La configurazione emisferica che si sta delineando avrà un impatto duraturo sul clima italiano, estendendosi fino alla fine di gennaio. Il fulcro di questa dinamica sarà una vasta area depressionaria nel Nord Atlantico, nota come Depressione d’Islanda, che fungerà da motore per una serie di impulsi instabili diretti verso l’Italia.
Le prime avvisaglie di questo cambiamento si manifesteranno già all’inizio della settimana, con precipitazioni intermittenti previste per lunedì 20 e martedì 21 gennaio, particolarmente nel Nord-Ovest, Centro-Sud e Sardegna.
Tuttavia, il vero punto di svolta è atteso per mercoledì 22 gennaio, quando una massiccia perturbazione atlantica, alimentata da correnti fredde e instabili, si abbatterà sul paese.
Questo evento porterà a un marcato peggioramento delle condizioni meteorologiche, con piogge intense previste su gran parte del Centro-Nord. L’irruzione di aria fredda dal Nord Atlantico non solo riporterà precipitazioni in regioni che ne sono state prive per lungo tempo, ma creerà anche le condizioni ideali per abbondanti nevicate sull’arco alpino.

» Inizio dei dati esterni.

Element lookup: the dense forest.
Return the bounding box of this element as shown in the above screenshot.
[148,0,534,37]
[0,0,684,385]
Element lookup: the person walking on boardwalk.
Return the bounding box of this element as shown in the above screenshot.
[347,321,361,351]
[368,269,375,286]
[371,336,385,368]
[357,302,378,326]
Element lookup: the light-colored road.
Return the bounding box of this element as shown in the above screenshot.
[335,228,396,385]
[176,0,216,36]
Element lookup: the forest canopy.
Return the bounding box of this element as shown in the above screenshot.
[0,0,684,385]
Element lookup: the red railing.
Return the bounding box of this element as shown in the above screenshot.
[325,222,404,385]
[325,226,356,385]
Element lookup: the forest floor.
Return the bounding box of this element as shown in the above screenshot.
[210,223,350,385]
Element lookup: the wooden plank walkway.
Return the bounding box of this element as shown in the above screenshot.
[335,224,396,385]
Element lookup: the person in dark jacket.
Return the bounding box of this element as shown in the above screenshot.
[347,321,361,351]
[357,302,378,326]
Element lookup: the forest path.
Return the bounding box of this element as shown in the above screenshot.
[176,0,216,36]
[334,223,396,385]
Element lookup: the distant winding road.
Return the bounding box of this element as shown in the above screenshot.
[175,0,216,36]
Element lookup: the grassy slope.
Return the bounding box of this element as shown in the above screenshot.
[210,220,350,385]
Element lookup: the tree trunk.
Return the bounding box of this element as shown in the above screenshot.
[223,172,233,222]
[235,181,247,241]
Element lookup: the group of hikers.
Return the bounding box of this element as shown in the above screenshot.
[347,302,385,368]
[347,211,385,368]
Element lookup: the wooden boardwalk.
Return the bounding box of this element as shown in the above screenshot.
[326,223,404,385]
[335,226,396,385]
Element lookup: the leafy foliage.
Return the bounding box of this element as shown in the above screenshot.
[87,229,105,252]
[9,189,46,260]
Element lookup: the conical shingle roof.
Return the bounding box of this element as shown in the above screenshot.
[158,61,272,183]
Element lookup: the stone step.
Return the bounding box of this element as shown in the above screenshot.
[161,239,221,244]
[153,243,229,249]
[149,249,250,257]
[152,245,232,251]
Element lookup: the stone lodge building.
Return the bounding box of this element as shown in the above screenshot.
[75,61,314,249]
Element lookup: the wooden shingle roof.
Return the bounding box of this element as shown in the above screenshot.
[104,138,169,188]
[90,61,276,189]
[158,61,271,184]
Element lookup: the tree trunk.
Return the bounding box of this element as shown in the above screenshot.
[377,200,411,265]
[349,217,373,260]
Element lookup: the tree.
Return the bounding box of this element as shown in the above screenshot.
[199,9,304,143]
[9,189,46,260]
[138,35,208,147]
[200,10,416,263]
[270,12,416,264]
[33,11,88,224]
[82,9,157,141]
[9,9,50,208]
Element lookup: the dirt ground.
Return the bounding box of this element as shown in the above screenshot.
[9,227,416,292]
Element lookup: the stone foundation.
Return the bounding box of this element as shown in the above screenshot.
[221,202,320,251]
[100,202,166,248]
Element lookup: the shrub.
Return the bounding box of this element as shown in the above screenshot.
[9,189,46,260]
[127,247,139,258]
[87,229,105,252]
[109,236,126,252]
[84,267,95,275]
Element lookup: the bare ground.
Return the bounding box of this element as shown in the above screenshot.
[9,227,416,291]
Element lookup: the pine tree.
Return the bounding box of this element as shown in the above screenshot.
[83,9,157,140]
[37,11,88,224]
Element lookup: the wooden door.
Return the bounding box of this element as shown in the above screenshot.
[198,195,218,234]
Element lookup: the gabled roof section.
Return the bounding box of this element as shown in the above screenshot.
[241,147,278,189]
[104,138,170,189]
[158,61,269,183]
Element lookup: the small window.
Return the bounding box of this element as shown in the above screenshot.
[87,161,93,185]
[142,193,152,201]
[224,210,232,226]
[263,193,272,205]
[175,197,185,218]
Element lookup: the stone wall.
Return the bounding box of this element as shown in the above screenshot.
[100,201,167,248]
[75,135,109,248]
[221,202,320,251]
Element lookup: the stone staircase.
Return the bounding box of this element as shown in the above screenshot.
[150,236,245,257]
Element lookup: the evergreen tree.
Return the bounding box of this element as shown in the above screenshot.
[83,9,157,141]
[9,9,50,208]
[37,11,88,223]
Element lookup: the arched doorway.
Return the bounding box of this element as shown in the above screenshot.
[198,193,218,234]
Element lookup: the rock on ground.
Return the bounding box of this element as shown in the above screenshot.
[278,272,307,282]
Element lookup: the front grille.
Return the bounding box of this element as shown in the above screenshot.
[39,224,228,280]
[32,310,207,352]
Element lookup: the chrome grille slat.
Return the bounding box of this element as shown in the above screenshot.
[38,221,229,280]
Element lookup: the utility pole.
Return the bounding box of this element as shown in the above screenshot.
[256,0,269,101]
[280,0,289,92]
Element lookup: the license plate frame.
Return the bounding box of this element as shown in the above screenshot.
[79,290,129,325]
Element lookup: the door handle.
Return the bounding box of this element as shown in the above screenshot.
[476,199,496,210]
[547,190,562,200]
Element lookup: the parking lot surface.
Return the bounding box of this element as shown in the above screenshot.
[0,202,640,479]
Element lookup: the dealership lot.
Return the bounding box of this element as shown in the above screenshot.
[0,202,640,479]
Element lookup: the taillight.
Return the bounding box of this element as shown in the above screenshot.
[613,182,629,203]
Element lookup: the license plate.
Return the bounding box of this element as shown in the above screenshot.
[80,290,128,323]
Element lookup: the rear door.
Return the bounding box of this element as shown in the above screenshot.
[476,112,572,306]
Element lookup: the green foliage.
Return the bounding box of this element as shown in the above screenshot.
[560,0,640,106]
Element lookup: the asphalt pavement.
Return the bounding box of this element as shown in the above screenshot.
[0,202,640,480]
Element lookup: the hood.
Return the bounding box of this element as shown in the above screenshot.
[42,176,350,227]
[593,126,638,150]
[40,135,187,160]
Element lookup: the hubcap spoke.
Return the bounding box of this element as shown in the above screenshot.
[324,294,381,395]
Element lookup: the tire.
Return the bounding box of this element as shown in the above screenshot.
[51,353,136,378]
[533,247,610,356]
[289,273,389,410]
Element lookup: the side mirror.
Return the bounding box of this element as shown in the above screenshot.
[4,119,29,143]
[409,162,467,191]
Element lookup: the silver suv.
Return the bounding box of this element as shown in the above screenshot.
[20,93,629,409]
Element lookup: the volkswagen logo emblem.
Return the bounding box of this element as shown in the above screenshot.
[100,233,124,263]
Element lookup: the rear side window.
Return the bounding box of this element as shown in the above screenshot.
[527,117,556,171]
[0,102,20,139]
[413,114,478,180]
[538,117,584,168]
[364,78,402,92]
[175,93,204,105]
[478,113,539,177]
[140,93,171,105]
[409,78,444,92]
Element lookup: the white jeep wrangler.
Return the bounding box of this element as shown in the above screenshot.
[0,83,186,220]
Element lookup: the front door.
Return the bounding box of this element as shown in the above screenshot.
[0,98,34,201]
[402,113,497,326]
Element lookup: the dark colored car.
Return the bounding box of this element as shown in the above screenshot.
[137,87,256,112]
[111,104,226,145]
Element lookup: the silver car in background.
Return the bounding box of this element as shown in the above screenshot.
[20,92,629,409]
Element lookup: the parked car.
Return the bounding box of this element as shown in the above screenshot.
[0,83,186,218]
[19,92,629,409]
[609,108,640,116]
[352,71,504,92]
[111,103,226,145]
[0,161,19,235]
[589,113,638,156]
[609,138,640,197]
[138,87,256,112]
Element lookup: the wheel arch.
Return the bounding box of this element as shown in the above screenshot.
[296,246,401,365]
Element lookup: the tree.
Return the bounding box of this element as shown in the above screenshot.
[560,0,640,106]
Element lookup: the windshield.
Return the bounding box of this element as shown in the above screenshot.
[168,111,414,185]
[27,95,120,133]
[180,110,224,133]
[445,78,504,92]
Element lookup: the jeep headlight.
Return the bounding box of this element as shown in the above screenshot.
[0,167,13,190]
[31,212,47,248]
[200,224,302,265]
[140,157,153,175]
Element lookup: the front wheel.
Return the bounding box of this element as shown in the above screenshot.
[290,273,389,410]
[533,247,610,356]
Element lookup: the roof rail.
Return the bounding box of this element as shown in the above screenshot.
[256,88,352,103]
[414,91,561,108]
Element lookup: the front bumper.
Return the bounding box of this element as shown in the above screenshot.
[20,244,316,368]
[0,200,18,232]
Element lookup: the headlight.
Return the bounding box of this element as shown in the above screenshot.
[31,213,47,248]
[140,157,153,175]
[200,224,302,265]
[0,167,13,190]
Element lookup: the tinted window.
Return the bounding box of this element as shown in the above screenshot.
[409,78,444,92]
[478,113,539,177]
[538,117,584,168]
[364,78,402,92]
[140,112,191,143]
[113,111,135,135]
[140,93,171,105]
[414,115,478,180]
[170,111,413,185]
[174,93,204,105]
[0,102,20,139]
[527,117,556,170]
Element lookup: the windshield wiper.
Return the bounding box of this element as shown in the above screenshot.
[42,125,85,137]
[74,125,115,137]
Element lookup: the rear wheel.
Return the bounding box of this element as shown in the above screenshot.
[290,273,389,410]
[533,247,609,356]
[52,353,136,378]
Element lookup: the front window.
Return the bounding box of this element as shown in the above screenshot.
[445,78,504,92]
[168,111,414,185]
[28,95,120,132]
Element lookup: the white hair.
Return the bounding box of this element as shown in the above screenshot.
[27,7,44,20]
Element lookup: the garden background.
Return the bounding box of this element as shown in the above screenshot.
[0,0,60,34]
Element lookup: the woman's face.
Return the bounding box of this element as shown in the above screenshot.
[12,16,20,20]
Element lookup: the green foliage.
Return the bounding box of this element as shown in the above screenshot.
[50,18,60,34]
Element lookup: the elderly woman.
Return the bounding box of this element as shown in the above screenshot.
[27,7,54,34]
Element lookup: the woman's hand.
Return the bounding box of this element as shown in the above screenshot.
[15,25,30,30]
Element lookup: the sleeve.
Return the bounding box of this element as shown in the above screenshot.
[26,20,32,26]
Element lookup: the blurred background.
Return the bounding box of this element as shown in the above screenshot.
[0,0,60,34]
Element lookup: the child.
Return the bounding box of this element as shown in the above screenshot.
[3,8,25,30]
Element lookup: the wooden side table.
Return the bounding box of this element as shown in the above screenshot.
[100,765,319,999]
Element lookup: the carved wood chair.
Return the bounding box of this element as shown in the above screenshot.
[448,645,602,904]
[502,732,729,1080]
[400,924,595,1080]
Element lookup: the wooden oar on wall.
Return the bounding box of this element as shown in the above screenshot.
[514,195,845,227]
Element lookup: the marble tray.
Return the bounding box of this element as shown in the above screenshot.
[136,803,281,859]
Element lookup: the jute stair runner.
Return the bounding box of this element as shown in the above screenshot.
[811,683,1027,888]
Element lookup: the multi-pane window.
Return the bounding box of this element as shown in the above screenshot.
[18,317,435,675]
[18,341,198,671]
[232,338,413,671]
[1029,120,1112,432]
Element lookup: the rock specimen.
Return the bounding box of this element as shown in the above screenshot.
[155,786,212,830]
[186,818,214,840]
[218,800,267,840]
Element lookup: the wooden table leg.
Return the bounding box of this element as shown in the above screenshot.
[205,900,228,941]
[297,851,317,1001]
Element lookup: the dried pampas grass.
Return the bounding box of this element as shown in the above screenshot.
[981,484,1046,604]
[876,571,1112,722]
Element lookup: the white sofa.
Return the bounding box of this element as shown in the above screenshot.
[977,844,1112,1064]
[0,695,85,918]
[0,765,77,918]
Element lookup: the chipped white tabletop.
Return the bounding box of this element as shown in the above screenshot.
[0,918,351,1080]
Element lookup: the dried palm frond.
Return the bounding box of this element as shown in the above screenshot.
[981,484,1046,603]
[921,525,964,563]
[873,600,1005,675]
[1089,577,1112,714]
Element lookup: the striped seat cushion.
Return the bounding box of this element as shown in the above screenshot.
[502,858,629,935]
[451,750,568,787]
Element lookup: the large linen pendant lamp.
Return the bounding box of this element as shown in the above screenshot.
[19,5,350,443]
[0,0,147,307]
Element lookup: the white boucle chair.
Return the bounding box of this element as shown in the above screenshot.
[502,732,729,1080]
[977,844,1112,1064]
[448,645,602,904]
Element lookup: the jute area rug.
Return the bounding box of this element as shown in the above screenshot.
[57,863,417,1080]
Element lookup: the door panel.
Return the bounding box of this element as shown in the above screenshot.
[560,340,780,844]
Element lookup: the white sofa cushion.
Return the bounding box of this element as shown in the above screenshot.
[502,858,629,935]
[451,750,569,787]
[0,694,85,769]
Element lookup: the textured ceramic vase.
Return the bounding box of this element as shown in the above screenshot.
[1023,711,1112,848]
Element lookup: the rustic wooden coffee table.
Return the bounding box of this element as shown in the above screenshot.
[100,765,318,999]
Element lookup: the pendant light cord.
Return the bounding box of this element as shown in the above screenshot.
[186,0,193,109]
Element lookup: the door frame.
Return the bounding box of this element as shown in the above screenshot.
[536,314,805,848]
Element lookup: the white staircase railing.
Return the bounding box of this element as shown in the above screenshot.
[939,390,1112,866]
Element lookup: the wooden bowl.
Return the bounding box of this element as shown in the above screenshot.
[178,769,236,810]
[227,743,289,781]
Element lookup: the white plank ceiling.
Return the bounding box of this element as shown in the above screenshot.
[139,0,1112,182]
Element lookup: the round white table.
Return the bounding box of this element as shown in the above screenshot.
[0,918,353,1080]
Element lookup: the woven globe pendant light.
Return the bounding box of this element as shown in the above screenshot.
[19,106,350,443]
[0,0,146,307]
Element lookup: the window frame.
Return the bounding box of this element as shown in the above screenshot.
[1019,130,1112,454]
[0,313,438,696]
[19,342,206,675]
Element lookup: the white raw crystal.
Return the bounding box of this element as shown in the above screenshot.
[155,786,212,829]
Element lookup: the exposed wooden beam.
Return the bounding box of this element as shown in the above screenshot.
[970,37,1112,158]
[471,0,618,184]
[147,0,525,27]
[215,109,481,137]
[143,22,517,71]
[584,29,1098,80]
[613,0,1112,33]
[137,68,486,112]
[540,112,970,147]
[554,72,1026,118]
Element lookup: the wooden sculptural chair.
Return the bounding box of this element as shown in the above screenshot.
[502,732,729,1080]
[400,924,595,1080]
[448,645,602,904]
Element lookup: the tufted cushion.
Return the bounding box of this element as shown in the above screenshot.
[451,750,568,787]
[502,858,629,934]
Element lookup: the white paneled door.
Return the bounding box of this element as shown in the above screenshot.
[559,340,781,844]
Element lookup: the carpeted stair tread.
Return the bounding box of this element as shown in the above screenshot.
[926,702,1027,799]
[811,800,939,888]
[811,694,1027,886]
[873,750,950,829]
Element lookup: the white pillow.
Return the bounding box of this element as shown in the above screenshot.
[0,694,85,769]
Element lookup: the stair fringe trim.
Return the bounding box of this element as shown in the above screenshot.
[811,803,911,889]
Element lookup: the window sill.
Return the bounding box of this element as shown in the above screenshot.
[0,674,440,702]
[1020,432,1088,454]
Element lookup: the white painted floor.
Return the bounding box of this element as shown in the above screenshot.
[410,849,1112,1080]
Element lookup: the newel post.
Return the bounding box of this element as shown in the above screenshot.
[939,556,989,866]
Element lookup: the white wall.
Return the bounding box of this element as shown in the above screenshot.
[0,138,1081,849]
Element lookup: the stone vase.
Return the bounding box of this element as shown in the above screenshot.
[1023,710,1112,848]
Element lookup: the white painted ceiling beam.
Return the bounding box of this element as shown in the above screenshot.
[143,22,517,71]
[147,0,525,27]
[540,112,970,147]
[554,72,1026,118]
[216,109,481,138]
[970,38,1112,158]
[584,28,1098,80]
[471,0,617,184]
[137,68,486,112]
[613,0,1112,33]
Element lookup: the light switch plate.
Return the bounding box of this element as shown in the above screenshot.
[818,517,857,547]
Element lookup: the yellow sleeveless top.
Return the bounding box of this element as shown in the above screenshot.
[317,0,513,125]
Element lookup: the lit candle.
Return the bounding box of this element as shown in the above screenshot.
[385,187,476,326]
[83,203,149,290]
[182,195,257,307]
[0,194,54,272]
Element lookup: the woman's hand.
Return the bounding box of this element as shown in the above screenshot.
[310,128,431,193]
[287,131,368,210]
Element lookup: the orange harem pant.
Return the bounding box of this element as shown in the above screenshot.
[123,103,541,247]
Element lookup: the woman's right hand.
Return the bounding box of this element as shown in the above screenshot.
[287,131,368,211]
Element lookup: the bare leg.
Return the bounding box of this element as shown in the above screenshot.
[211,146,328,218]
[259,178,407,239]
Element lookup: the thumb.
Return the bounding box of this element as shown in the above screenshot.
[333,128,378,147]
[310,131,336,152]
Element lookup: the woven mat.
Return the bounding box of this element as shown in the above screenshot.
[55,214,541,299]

Le previsioni attuali suggeriscono che la neve potrebbe cadere fino a quote relativamente basse, intorno ai 700-800 metri di altitudine.
Le perturbazioni non si limiteranno al Nord, ma si estenderanno rapidamente al resto del paese. Al momento riteniamo che questa situazione di instabilità persistente continuerà nel weekend successivo e per la parte finale di gennaio.
Coincidendo con i tradizionali Giorni della Merla, considerati i più freddi dell’inverno, le ultime proiezioni indicano una fase di maltempo diffuso con abbondanti piogge e nevicate, particolarmente intense nelle regioni settentrionali.
Questo cambiamento repentino nelle condizioni meteorologiche segna un netto contrasto con il periodo precedente e potrebbe avere implicazioni significative per vari settori, dall’agricoltura al turismo invernale.
A tale proposito, continueremo a monitorare attentamente l’evoluzione di questa situazione, fornendovi aggiornamenti meteo regolari man mano che nuovi dati saranno disponibili.